In line with the current Norfolk Agreed Syllabus for Religious Education, Religious Education will be delivered in school to meet the agreed syllabus aims by:
Religious Education reflects the overarching values of the school curriculum, actively promoting the spiritual, moral, social, cultural, physical and intellectual development of the individual and, as a result, enhancing their wellbeing. It places specific emphasis on pupils valuing themselves and others, on the role of the family and the community, on the celebration of diversity in society through understanding similarities and differences, and on care for the environment. Religious Education aims to promote and critically evaluate the values of truth, justice and respect for all. Religious Education also recognises the changing nature of society, including changes in religious practice and expression, the influence of religion in the local, national and global community and the critique of religions from non-religious groups and individuals.
Religious Education supports the aims of the school curriculum.
Religious Education provides opportunities for the development of knowledge, skills and understanding that stimulate pupils’ interest and enjoyment in learning and encourage the best possible progress and attainment for all. It promotes the development of creative and resourceful children and young people who demonstrate both independent and inter-dependent learning. Religious Education makes an important contribution to the essential learning skills of literacy, and information and communication technology. It promotes an enquiring approach, enabling children and young people to think for themselves, to process information, reason, question and evaluate issues of truth, belief, faith and ethics. Religious Education seeks to enable children and young people to develop an understanding of the big ideas and events that have shaped – and continue to shape – our world, and encourages them to make sense of these, interpreting the world around them.
Religious Education has a significant role in the promotion of spiritual, moral, social and cultural development. It provokes challenging questions about the meaning and purpose of life, beliefs about God, the nature of reality, ethical issues and what it means to be human. Religious Education seeks to enable children and young people to appreciate their own and others’ beliefs and cultures, and how these impact on individuals,
The three aims here draw on both primary and secondary National Curriculum documentation. The aims for the school curriculum are reflected in Section 351 of the Education Act 1996, which requires that all maintained schools provide a balanced and broadly based curriculum that a) promotes the spiritual, moral, cultural, mental and physical development of pupils at the school and b) prepares pupils at the school for the opportunities, responsibilities and experiences of adult life.
Religious Education encourages each child and young person to develop a sense of identity and belonging. It aims to promote religious understanding and respect, to promote understanding between those of faith, and to promote understanding between those who are religious and those who are not. It aims to challenge prejudice, discrimination and stereotyping. It is concerned with the promotion of each pupil’s self-worth, enabling them to reflect on their uniqueness as human beings, to share their feelings and emotions with others and to appreciate the importance of forming and maintaining positive relationships. Religious Education seeks to enable pupils to learn about the ways different communities, including those of faith, relate to each other and to society as a whole. In addition, Religious Education is committed to exploring the significance of humanity in relation to the environment, and the beliefs people hold about their responsibility towards it. Religious Education aims to enable children and young people to flourish individually within their communities and as citizens in a diverse society and global community.

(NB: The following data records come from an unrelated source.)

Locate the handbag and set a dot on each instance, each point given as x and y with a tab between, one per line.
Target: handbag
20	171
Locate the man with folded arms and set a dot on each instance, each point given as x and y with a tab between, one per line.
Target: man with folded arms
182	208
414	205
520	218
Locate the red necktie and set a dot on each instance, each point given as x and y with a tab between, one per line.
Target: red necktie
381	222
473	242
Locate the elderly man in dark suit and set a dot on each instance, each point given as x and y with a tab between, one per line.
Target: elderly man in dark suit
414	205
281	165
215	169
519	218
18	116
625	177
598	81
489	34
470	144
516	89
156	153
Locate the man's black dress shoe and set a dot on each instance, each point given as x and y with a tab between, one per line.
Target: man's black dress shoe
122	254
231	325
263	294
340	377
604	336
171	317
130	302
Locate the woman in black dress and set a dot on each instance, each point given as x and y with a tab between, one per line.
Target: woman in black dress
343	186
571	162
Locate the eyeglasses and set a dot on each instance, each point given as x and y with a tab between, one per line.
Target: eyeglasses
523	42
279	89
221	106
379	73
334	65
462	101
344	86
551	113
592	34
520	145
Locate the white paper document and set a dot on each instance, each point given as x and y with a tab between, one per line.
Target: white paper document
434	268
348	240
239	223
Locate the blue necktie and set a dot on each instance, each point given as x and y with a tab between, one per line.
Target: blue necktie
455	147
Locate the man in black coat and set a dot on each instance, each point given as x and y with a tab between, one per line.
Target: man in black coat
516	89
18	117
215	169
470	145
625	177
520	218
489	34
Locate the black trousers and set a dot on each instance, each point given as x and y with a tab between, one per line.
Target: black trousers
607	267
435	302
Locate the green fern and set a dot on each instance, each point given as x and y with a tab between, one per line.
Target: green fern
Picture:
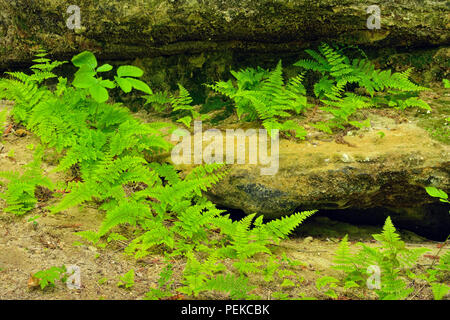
263	95
338	73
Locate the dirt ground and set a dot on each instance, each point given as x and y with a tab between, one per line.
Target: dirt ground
27	247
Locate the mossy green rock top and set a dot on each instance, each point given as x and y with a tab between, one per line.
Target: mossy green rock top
125	30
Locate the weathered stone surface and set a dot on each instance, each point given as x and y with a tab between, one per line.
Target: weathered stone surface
376	172
141	28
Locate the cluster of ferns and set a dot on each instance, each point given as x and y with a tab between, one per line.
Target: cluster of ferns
111	153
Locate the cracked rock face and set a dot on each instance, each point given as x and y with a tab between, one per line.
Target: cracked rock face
146	28
376	172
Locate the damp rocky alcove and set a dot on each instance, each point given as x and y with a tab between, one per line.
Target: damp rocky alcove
196	42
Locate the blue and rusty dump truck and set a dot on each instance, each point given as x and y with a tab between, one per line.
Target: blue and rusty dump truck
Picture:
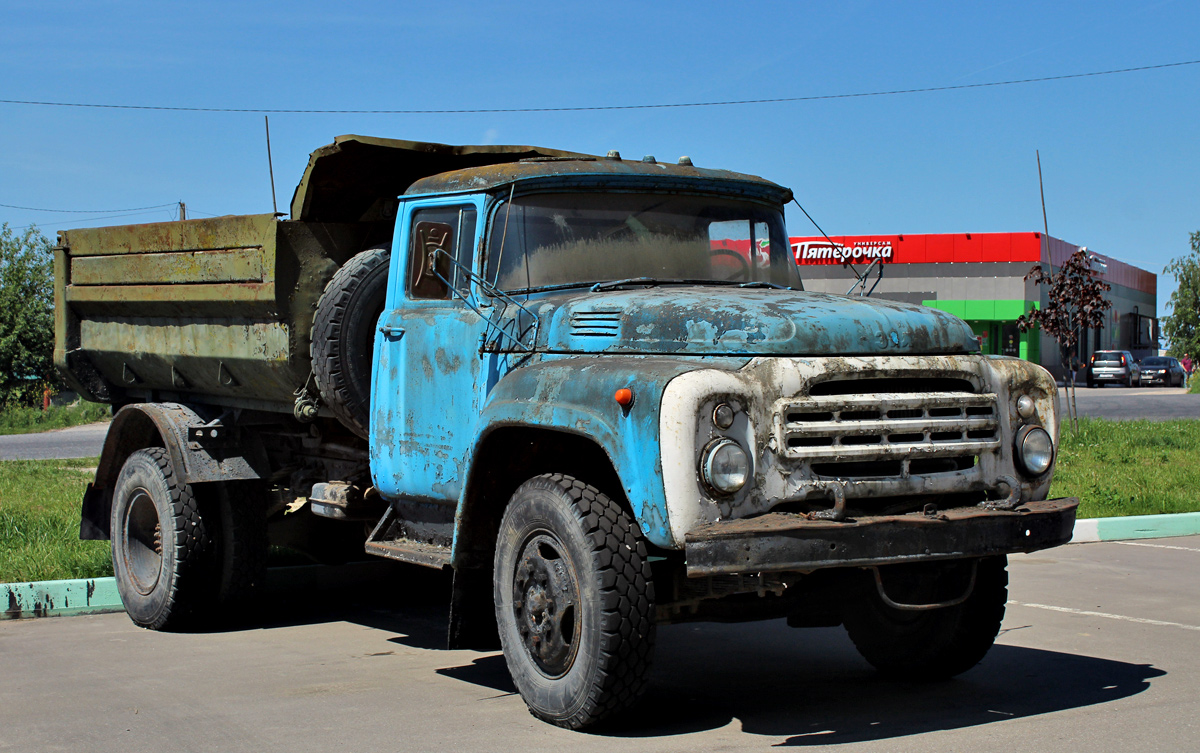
593	387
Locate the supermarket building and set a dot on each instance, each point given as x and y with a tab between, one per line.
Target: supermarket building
981	278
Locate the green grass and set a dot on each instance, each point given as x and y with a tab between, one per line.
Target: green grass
19	420
40	522
1129	468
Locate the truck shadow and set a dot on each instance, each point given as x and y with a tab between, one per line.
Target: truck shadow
805	687
810	687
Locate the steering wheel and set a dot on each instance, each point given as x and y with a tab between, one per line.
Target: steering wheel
742	269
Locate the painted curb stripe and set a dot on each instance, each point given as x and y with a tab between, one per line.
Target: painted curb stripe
1149	526
51	598
1085	531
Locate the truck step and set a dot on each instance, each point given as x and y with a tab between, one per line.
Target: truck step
413	552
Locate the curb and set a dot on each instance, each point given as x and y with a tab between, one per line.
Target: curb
59	598
1137	526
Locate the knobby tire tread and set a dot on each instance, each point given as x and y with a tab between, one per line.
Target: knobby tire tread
193	544
628	628
330	363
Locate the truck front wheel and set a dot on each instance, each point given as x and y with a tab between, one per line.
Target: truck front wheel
574	601
162	544
933	644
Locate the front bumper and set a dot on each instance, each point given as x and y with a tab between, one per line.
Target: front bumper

RE is taught either weekly for one hour or in a weekly topic block each half term, planned by the teacher to link with key dates and religious festivals, providing opportunities to celebrate festivals and religions with greater relevance and consistency. Work is recorded in RE/topic books and can be evidenced with a variety of outcomes suggested on the scheme of work; written piece, artwork, photo.
Religious education taught in our school (according to the Norfolk Agreed Syllabus Religious Education, revised November 2019):
Flitcham works with DNEAT in the local RE leaders forum to work with teachers in improving the quality of teaching and learning of RE by providing training, and publishing updated schemes of work and materials and guidance to develop and support SMSC, Assessment for Learning and effective teaching and learning strategies.
At Flitcham, we seek to ensure that all pupils in our school are educated to develop spiritually, academically, emotionally and morally to enable them to better understand themselves and others and to cope with the opportunities, challenges and responsibilities of living in a rapidly changing, multicultural world. Regular assemblies and celebrations of work taught and learnt during each year group’s RE week will help to celebrate the diversity of the school community and promote positive images of people in the wider community, including their beliefs, traditions, culture, language and history.